The Danish Girl stars the current best actor Oscar winner Eddie Redmayne as the transgender pioneer Lili Elbe, but for a lot of folks — including me — the emotional anchor of the film is Alicia Vikander’s amazingly fierce yet sensitive performance as Gerda, Lili’s wife before she transitioned in the 1920s and ’30s.

Vikander has had a remarkable year in cinema, with high-profile roles in four films (The Man from U.N.C.L.E., Burnt, Ex Machina and The Danish Girl — look for her name on the Oscar shortlist), but found time to sit down to talk about this film about a groundbreaking couple.

Dallas Voice: You’d had quite a year — the Dallas-Fort Worth Film Critics Association just gave you two awards for your films! Congrats! Alicia Vikander: Wow! Thank you, everyone in Dallas! … I know, it’s been quite a whirlwind — a lot of new experiences throughout this year. I’m trying to get my head around it.

Probably the most attention you’ve gotten is from The Danish Girl. How did the role reach you?  I was on the tube in London and read the newspaper that Eddie [Redmayne] and [actor] Tom [Hooper] were going to make this, and I thought [as a filmgoer], “Wow, I’m really looking forward to seeing it.” Then my agent called me two days later and said, “You know, there’s a very good female role in it.” The script had been around for at least 15 years in the industry, and I had heard the Lili Elbe story mentioned before, [but didn’t know much about it].

I assume you had friends in the GLBT community, but you play someone before we even had the term GLBT or the vocabulary for transgender. How did you get in the mindset to play someone from another time?  It’s interesting you say that — the “vocabulary.” [Doing the film] was extremely educational for me. I went to ballet school for nine years, so I did have a lot of gay friends coming out during my years there. [I would use] my fake ID with my gay friends [to get] into gay club and I met [trans people], but before we started to film, I didn’t have any close friends in the trans community. Learning the vocabulary [was very important]. We had some extraordinary people, some from the transgender community and people transitioning and people who stayed with their partners [after they transitioned]. There was one woman who brought an incredible book called My Husband is a Woman Now. She told me, “You can ask me anything you want.”  It even took me a few minutes to warm up to ask, but that was an incredible insight.

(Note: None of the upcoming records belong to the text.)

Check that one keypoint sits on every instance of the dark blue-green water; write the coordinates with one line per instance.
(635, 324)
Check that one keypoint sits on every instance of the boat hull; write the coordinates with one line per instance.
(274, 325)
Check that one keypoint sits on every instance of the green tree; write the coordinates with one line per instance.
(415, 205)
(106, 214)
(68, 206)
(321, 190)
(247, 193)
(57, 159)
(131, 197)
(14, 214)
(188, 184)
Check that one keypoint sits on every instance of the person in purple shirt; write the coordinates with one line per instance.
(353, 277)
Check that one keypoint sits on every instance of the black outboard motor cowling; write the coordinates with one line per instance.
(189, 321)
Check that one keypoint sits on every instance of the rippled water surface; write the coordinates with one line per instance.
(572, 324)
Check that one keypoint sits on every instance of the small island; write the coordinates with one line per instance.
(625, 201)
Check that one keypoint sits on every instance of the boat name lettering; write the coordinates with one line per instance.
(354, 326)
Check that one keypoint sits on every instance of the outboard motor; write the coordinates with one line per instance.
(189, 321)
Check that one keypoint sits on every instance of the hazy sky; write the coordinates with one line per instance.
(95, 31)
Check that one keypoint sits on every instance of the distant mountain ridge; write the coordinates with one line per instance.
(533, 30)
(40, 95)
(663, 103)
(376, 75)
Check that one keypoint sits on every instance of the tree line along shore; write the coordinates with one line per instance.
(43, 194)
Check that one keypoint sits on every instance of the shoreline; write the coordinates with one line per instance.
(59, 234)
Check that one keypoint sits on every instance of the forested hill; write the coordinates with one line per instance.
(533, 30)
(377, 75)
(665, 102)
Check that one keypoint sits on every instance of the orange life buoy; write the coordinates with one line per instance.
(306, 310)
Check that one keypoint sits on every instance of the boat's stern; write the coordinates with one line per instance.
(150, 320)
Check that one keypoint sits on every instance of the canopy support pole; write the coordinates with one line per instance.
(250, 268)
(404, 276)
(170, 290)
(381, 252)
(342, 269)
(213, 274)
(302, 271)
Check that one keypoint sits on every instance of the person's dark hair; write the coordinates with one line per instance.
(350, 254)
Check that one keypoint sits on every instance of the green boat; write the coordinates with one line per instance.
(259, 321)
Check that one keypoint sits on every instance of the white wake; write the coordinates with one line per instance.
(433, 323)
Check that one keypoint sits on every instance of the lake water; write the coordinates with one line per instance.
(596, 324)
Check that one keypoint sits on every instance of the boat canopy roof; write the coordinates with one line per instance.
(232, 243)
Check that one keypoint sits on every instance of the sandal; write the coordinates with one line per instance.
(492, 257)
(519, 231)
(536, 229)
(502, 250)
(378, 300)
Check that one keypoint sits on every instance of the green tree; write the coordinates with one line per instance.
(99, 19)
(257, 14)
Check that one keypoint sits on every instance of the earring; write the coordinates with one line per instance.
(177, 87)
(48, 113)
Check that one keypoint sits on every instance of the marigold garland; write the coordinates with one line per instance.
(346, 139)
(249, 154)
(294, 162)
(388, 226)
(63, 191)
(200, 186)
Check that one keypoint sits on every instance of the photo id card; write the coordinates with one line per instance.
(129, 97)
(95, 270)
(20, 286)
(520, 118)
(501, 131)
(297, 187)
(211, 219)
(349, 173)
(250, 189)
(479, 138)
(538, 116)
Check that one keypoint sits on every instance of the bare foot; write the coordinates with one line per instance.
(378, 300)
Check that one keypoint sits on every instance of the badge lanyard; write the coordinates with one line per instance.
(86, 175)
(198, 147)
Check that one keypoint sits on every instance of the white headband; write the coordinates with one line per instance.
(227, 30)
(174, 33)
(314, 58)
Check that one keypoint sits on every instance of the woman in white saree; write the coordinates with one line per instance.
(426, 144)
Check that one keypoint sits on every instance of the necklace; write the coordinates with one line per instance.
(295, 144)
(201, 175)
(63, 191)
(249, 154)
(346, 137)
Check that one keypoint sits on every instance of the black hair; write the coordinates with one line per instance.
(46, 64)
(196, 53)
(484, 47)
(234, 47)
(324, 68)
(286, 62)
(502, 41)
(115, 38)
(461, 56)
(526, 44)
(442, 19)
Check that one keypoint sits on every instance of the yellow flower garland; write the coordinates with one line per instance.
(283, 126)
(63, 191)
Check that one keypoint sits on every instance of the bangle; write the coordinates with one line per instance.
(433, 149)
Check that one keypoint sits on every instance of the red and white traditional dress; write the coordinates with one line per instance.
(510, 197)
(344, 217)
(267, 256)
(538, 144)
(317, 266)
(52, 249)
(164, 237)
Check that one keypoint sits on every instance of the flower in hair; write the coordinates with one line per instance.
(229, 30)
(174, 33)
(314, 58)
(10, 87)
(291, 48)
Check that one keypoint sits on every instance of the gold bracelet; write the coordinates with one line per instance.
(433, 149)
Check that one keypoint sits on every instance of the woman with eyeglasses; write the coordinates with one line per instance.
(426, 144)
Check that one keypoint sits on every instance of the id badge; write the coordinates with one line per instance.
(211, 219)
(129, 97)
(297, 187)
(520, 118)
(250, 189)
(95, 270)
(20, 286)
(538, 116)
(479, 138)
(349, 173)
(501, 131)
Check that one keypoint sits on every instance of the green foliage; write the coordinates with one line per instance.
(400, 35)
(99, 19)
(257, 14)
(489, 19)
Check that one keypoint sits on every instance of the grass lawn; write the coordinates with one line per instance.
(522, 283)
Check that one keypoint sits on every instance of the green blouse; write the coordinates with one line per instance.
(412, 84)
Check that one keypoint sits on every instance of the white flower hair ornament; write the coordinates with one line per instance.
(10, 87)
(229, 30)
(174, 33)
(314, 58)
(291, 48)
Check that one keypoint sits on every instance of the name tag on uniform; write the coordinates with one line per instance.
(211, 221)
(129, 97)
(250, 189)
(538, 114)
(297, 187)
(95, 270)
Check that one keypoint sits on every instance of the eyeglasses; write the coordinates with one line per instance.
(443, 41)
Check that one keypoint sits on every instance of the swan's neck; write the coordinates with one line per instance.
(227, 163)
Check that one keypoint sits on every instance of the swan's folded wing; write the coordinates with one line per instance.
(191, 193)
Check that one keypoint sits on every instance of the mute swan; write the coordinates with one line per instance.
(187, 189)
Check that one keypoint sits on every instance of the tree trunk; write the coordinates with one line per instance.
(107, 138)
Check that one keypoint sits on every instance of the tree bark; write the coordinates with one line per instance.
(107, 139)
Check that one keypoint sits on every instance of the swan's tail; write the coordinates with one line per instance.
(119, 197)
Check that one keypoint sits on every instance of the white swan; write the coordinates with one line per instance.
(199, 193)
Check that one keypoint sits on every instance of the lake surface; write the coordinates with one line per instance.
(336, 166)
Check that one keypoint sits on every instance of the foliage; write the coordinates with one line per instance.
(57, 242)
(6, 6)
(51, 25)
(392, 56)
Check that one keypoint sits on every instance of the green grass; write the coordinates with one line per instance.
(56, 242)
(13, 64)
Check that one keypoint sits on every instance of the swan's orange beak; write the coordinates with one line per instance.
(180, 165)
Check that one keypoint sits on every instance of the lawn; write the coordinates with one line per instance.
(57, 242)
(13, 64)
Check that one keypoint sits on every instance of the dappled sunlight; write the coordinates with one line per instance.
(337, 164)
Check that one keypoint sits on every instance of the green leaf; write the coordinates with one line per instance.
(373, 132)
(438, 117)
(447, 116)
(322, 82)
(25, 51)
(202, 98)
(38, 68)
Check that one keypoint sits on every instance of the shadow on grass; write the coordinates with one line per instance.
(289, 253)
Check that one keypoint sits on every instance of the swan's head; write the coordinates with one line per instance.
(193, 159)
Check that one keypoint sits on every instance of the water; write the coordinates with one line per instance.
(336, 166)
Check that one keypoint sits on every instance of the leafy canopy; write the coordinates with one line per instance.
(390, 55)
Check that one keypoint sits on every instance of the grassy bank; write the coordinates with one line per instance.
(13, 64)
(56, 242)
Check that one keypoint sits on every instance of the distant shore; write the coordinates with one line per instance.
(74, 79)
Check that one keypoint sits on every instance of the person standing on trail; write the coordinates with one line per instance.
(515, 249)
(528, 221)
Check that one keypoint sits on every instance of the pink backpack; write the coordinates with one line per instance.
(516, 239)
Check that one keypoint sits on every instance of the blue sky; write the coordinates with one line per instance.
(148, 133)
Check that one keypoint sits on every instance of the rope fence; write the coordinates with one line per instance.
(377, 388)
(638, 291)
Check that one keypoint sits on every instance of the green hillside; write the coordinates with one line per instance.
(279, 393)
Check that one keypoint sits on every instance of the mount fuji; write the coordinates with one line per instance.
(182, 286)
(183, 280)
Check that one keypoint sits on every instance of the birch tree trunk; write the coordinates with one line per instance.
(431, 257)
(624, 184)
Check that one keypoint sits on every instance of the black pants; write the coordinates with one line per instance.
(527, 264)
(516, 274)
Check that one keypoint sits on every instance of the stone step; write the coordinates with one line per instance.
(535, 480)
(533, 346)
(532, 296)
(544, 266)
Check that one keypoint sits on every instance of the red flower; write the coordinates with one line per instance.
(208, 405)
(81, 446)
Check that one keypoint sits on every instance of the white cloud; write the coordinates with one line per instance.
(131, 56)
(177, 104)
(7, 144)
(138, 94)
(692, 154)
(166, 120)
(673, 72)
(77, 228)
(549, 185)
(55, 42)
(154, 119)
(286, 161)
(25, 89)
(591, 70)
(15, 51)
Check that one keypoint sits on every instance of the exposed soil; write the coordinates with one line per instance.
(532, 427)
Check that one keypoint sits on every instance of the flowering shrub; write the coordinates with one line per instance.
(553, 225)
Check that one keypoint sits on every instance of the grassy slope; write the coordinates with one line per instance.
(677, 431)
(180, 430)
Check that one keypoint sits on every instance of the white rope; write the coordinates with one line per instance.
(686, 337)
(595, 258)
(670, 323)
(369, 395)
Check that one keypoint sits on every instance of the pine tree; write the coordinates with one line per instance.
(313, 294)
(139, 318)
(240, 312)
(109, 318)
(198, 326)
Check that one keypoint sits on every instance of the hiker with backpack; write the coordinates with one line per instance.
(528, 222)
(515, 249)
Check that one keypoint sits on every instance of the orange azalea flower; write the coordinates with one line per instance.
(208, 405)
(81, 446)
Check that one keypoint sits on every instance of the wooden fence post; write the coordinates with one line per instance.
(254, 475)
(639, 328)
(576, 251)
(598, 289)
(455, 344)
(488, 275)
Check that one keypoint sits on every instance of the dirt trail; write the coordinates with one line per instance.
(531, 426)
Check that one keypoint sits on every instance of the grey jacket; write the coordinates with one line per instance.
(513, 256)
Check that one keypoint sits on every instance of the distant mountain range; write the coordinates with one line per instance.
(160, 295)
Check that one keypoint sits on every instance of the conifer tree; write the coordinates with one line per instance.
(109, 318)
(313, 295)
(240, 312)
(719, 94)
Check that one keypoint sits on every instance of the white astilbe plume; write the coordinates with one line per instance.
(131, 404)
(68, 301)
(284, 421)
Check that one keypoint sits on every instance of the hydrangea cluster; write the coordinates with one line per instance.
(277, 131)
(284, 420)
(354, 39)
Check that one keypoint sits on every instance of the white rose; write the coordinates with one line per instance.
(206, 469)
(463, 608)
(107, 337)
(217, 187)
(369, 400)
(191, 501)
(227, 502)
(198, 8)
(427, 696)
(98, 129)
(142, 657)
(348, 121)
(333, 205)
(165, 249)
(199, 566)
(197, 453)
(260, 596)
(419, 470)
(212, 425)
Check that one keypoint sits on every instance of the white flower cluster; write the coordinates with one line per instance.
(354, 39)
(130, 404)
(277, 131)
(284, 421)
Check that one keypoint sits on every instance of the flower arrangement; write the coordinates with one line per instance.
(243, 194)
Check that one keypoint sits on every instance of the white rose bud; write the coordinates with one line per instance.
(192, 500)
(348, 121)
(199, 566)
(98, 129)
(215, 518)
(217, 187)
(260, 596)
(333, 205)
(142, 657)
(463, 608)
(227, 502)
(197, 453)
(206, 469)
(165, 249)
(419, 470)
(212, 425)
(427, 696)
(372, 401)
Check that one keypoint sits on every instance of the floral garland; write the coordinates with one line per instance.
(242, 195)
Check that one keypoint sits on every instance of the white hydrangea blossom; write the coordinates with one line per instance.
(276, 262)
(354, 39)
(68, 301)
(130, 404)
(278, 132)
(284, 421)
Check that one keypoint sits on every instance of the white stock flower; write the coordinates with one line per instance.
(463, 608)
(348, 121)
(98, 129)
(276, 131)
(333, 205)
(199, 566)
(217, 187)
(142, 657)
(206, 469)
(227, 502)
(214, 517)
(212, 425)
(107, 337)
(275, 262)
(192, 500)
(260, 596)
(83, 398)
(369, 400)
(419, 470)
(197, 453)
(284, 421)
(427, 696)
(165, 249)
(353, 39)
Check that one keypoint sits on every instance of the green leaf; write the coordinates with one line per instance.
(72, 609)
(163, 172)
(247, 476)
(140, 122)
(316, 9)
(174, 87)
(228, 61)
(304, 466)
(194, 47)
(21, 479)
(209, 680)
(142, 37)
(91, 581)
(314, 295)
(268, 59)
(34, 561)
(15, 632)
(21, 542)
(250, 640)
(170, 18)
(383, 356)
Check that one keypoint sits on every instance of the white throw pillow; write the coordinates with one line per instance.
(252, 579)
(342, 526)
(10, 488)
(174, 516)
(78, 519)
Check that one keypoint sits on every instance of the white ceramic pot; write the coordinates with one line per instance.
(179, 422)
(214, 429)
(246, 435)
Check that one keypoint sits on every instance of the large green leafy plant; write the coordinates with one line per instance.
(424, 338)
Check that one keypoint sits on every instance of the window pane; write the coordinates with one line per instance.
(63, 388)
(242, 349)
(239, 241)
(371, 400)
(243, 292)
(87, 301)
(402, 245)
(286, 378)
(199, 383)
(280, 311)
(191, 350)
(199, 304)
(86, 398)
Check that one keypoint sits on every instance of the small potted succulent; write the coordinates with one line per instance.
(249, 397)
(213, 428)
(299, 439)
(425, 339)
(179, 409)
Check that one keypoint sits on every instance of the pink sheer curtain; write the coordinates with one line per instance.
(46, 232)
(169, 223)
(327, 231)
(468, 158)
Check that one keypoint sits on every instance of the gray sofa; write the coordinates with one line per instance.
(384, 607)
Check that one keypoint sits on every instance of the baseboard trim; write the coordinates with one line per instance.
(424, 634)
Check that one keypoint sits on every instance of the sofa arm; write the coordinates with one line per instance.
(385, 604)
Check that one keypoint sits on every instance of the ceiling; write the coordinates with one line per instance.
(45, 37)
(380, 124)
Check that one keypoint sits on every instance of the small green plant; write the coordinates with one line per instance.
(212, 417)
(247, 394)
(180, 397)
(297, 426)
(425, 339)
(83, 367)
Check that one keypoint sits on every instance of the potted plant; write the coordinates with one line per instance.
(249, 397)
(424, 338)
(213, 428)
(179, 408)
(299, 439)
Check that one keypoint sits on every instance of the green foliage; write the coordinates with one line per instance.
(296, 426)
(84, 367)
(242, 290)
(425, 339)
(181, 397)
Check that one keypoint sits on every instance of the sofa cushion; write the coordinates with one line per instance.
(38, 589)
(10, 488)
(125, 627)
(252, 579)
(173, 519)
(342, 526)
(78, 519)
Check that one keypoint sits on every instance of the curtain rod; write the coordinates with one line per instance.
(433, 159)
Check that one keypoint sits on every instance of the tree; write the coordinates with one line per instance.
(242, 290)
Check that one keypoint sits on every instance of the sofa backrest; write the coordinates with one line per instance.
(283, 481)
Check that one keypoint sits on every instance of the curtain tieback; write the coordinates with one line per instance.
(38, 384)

The film is pitched as Lili’s story, but I have to say: Your performance really grounds it. I don’t think Lili would have existed with Gerda, which comes through via your work.  I, too, was quite blown away [by Gerda]. It’s daunting to play someone [about whom] you ask, “How does she do that? How does she have such strength and emotional courage?” It’s hard to get emotionally right. But that was already on the page — to give, to support, to standby and step back. But to sacrifice [as Gerda does] can be consider passive, but she’s just not! She has the insight of knowing. Lili can’t choose — she is who she is. But Gerda does get to choose, and she chooses to stand by Lili. I wanted to show, of course, this emotional journey — that she knew that what she does in the right thing, even though knowing was [impossible]. Just imagine how tough it is today [to transition]. Now imagine how it would have been then, yet still to be seen and loved by somebody else. [The film is about] the emotional journey of these two people — about finding the amount of love to go through what they did when it was illegal and quite dangerous to do.